I stood with my back against the bedroom wall until she left, thinking nothing.
I WALKED TO
the waterfront. Waves slapped and seagulls squabbled, as at any other beach, but traffic fumes wafted over the grass. It was crowded with smiling people wearing sandals and shorts, even though it was only in the mid-sixties, and they seemed unreal, though I couldn’t put my finger on why. I walked north, to the Seattle Aquarium, but I remembered pictures from the guidebook and couldn’t bear the idea of being trapped beneath the surface with marine otters swimming ceaselessly from one side of their tiny concrete tank to another. I kept going north, the water to my left. Past the Edgewater— I wondered what Dornan was doing today; I should call him and invite him to move to the Fairmont—past the Pacific Science Center, which on another day would be interesting, and on through Seattle Center, the theater district. At some point I found another park with fewer people. Instead of gulls, this one was full of crows. One strutted along the path in front of me. In the sunshine its feathers shone with a dull, oily sheen, as though carved from slate.

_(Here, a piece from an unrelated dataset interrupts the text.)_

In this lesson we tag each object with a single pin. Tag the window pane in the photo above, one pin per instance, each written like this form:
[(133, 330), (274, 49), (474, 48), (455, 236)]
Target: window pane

I watched the water and the sky, where cumulonimbus massed on the eastern horizon, zinc and pewter.
After a while, I headed back south and then east, down more of a gradient. For the first time that day I found myself panting slightly. A few days, Loedessoel had said. I slowed, and breathed more easily.
South again, Boren Avenue, Howell Street, where the city began to look like any inner urban wasteland: empty blocks, patched pavement. In Atlanta the air would have felt heavy and tired; here it was light and capricious, as contradictory as the waterfront park.
It was as I was walking past a low, industrial-looking building with the unlikely name of Re-Bar that I realized I was being followed: a white man sixty or seventy yards back. About forty, my height, casual dress, not an athlete but moving easily enough. Usually I was the one doing the following. I stopped, and pretended intense interest in the sign that said, Open at Eight. The man slowed, took out a phone. I shook my head at the sign in mock regret, and started back south, but slowly, hoping he would close the gap. He didn’t.
A professional, which made it unlikely I had been picked at random. Which raised a very interesting question. Was he connected to the people who were steering the warehouse mess, the people who were systematically reducing its value? Time to start getting answers.